Born and raised in Houston, Texas, Amy Komar earned a BA in Studio Art from the University of Texas Austin in 2001. 

Amy’s current work demonstrates an ongoing visual dialog with her early work, atmospheric paintings reminiscent of landscapes. Her lifelong interest in the interplay of geometric patterns across surfaces stems from a belief in the potential for profound connection in everyday experiences.

 

Matt’s Bio

Amy’s husband Matt gathers natural objects such as stone and wood from Alaska’s boreal forests, rivers and vast coastal areas. Finding most of the objects used in Amy’s artwork at estate and garage sales around Alaska, the couple seeks out a limited number of “rust relics” from annual winter trips down south.

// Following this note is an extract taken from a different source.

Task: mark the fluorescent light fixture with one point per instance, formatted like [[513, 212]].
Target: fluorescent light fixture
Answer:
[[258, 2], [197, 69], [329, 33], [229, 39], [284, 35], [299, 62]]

Regardless of where each object is found, this ritual of “family style junkin’” is a continual adventure of traveling to new places, connecting with people and objects and listening to stories. Their passion is making art intent that preserves the story of the objects while telling their own.

Gifted with an eye for style and a passion for history, Matt seeks out vintage and antique relics to pair with unusual salvaged and weathered woods, crafting custom frames for Amy’s finished painted pieces.